Má higiene e mordida errada podem elevar risco de perda óssea na boca

Quem cuida bem da saúde dos dentes pode retardar o processo da perda. Bem Estar desta quarta-feira (6) deu dicas para cuidar da saúde dos ossos.

Quem não quer ter um sorriso bonito durante toda a vida? No entanto, isso não é tão simples assim. Para manter os dentes e a boca saudáveis ao longo dos anos, é preciso se preocupar com os hábitos de higiene bucal e também com a posição da mordida, como alertou a dentista Ana Paula Uzun no Bem Estar desta quarta-feira (6).
Quem não cuida bem da saúde da boca e dos dentes pode acelerar o processo de perda óssea, um dos maiores inimigos do sorriso bonito. De acordo com o dentista Gustavo Bastos, é normal que, com o passar dos anos, o paciente comece a ter menos osso suportando seus dentes, mas é possível retardar e diminuir essa perda.

No caso da aposentada Virgínia Missura, por exemplo, de 65 anos, a falta de cuidados com a boca foi a responsável pela perda de alguns dentes e também por infecções na gengiva e cáries, como mostrou a reportagem (veja no vídeo ao lado).
No entanto, a perda dos dentes não é a única consequência da perda óssea – como explicou o dentista Gustavo Bastos, sangramentos e infecções na gengiva, por exemplo, também podem levar a essa perda. Porém, todos esses problemas podem ser evitados com bons hábitos de higiene e limpeza – segundo o especialista, quem cuida bem dos dentes e da gengiva pode chegar aos 80 anos de idade com os dentes e ossos saudáveis.

Já quem tem osteoporose, que é o desgaste dos ossos, não necessariamente tem problemas nos maxilares – isso porque a doença está mais relacionada à falta de atividade física e como os músculos da face são muito movimentados ao longo dos anos, são menos atingidos. Por isso, pessoas que têm osteoporose podem realizar tratamentos dentários, mas sempre informando ao dentista os medicamentos que toma e o tratamento.
Pasta de dente (Foto: Arte/G1)

Segundo o ginecologista José Bento, para evitar a osteoporose, é preciso manter os ossos saudáveis com a ingestão de cálcio e vitamina D e atividade física.
A ausência desses três fatores pode levar à osteopenia, que é o começo do processo de perda de massa óssea, e depois à osteoporose, mais comum nas mulheres, especialmente depois da menopausa. Isso acontece porque, nessa fase, ocorre uma diminuição do estrógeno, que ajuda a proteger os ossos – por isso, é importante procurar um ginecologista para avaliar se é necessário começar uma reposição hormonal.

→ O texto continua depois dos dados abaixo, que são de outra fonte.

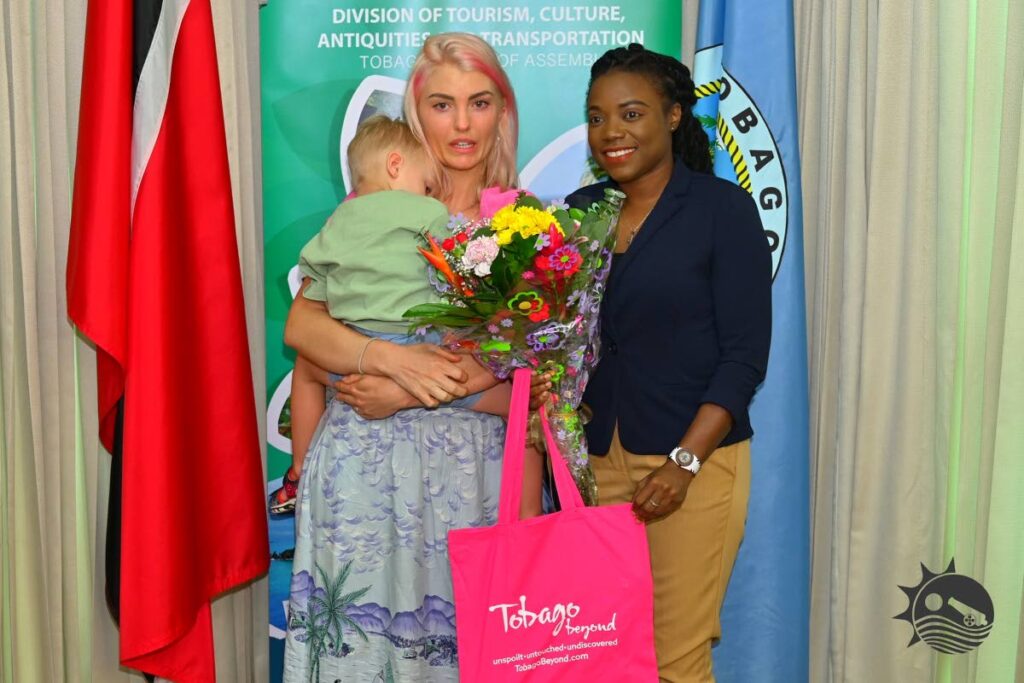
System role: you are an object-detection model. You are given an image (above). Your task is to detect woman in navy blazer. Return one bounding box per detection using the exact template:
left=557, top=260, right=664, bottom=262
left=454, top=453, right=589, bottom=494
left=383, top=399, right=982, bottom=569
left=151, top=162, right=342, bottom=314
left=569, top=45, right=771, bottom=682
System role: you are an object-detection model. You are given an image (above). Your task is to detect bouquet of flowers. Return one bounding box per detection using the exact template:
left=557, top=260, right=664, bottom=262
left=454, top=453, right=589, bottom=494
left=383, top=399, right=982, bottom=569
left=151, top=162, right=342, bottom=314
left=406, top=189, right=625, bottom=505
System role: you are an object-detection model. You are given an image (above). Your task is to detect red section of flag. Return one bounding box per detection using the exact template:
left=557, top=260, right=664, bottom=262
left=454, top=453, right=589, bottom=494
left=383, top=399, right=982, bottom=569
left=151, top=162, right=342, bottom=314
left=68, top=0, right=132, bottom=452
left=68, top=0, right=269, bottom=683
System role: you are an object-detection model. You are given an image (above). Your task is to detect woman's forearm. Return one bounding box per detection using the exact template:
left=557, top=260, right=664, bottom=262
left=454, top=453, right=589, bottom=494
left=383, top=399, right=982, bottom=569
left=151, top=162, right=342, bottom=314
left=679, top=403, right=732, bottom=461
left=459, top=354, right=501, bottom=393
left=285, top=283, right=370, bottom=375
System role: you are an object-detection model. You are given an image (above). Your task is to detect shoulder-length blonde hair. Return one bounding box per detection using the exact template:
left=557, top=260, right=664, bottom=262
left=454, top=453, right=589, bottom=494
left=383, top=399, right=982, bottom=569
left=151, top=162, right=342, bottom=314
left=404, top=33, right=519, bottom=199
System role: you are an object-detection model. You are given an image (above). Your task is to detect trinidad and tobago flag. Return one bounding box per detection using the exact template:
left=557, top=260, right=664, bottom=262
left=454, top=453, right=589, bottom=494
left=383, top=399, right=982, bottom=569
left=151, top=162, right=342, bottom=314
left=68, top=0, right=269, bottom=683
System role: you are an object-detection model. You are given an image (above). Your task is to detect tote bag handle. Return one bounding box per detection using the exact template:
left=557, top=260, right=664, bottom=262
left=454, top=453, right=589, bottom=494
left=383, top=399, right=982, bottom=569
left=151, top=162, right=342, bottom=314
left=498, top=369, right=584, bottom=524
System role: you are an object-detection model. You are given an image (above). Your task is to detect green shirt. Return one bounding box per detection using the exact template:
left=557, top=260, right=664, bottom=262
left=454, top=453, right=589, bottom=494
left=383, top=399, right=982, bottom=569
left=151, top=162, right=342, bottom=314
left=299, top=190, right=449, bottom=333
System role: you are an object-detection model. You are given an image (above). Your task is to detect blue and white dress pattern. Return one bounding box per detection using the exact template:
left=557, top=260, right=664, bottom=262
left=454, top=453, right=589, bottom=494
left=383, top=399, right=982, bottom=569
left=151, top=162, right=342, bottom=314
left=284, top=339, right=505, bottom=683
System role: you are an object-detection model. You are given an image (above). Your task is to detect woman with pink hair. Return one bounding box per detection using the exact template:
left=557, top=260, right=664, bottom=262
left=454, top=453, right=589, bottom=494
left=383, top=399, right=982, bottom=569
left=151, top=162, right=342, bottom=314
left=285, top=34, right=518, bottom=683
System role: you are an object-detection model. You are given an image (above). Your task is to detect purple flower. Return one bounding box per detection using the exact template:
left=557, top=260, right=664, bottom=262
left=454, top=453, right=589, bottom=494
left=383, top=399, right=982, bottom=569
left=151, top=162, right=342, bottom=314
left=427, top=265, right=452, bottom=294
left=449, top=213, right=466, bottom=232
left=526, top=328, right=562, bottom=351
left=548, top=245, right=580, bottom=270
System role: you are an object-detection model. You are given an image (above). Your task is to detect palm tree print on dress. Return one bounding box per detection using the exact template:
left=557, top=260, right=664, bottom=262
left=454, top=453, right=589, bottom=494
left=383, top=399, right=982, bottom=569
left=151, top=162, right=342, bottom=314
left=289, top=562, right=370, bottom=683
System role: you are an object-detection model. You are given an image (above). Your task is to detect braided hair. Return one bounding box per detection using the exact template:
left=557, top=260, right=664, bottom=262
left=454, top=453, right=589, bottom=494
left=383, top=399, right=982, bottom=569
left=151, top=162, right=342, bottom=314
left=587, top=43, right=712, bottom=173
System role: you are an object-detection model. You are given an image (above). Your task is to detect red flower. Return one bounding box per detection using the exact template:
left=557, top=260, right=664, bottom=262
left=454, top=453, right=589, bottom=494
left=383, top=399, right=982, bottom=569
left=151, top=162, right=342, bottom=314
left=526, top=304, right=551, bottom=323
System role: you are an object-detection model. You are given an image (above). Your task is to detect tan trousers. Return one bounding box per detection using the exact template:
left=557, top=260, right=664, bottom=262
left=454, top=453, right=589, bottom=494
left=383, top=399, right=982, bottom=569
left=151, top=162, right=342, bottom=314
left=591, top=431, right=751, bottom=683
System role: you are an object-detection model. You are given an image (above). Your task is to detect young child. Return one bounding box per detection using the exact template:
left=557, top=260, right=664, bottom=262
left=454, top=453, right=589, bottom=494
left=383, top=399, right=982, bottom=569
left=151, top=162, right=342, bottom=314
left=270, top=116, right=543, bottom=517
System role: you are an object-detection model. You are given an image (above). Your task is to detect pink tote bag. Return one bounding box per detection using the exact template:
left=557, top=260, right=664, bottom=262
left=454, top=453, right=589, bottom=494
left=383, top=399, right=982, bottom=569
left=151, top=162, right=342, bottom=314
left=449, top=370, right=657, bottom=683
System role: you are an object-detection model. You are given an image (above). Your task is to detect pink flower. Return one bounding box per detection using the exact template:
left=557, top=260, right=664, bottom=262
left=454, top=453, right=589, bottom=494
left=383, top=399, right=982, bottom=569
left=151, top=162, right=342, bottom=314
left=462, top=236, right=499, bottom=278
left=480, top=187, right=519, bottom=218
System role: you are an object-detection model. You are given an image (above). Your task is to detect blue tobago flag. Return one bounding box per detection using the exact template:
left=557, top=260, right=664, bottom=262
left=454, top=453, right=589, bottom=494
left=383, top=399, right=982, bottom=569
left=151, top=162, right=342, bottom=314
left=693, top=0, right=810, bottom=683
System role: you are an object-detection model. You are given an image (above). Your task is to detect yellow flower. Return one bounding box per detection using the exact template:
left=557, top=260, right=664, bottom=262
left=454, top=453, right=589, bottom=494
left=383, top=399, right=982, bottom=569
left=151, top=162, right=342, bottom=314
left=490, top=206, right=562, bottom=246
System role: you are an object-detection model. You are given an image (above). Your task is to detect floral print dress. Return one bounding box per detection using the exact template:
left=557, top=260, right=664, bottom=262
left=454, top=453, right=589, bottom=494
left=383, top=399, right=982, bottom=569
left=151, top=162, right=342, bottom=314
left=284, top=337, right=505, bottom=683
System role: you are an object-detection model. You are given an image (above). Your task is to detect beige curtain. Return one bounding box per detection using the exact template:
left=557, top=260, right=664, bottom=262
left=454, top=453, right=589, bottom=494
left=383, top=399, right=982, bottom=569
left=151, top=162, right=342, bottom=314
left=795, top=0, right=1024, bottom=683
left=0, top=0, right=268, bottom=683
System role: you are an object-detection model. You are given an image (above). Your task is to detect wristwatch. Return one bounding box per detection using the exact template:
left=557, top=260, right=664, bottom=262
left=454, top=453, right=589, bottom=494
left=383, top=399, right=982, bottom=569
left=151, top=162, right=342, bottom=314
left=669, top=446, right=700, bottom=475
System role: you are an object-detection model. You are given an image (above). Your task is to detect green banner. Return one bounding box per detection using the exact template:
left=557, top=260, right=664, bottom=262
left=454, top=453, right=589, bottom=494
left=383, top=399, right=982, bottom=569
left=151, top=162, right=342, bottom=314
left=260, top=0, right=682, bottom=680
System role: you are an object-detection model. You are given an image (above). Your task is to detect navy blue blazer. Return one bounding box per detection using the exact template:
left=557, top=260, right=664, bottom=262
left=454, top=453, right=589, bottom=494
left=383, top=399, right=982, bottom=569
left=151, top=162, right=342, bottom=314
left=566, top=160, right=771, bottom=455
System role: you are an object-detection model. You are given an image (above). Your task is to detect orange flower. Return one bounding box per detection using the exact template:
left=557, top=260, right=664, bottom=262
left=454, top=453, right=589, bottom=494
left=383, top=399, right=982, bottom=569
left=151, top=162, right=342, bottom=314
left=419, top=234, right=473, bottom=296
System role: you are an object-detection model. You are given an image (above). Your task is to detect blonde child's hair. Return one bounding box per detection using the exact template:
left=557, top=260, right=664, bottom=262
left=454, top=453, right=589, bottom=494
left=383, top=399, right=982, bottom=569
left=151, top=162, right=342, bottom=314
left=404, top=33, right=519, bottom=201
left=348, top=114, right=430, bottom=187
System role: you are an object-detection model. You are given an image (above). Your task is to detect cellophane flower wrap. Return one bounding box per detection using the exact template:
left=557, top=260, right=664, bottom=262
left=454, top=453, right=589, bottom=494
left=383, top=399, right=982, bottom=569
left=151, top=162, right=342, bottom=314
left=406, top=189, right=625, bottom=505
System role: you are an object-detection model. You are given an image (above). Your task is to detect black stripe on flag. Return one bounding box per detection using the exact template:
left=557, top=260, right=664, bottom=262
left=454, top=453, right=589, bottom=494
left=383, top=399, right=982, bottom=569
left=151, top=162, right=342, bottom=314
left=131, top=0, right=164, bottom=97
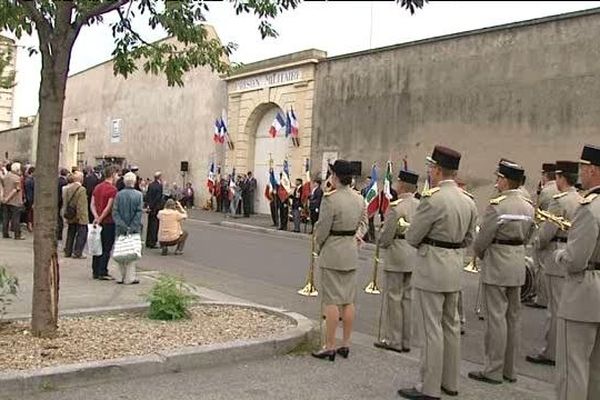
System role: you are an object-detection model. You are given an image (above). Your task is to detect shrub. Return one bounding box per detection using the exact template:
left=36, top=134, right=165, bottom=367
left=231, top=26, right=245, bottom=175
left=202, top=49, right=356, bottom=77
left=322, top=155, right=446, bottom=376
left=147, top=276, right=194, bottom=321
left=0, top=266, right=19, bottom=320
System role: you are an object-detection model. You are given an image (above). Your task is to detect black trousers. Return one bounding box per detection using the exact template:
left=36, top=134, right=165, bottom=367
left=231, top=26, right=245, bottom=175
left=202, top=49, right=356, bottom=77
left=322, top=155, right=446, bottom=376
left=146, top=210, right=158, bottom=247
left=65, top=224, right=87, bottom=257
left=2, top=204, right=23, bottom=238
left=92, top=224, right=115, bottom=278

Já as grávidas também devem se preocupar com a saúde dos dentes, como mostrou a reportagem da série ‘Enquanto espero’ com o ginecologista José Bento (veja no vídeo ao lado).
Segundo o médico, as alterações hormonais durante a gestação causam modificações no organismo, principalmente na gengiva, que fica maior e mais vascularizada. Essa condição pode causar a gengivite gravídida, que pode até levar ao trabalho de parto prematuro. Por isso, é muito importante que a paciente mantenha a higiene bucal durante a gravidez e vá ao dentista, pelo menos uma vez, durante os 9 meses.
Dente de leite
Os dentes de leite começam a ser formados quando o bebê ainda está na barriga da mãe, mas só aparecem quando ele completa aproximadamente 6 meses de vida. Com 2 anos e meio, a maioria das crianças já está com os 20 dentes de leite na boca. Nesse período, os dentes permanentes já começam a se formam e, aos 6 anos de idade, os de leite começam a cair e os permanentes aparecem.

Quando os dentes de leite começam a ficar moles, é preciso, no entanto, que eles sejam escovados.
Depois de caírem, o ideal é que em até 6 meses os permanentes apareçam – se demorar mais do que isso, é preciso procurar um dentista para avaliar se há algum problema, como mostrou o dentista Gustavo Bastos na reportagem da Marina Araújo (veja no vídeo ao lado).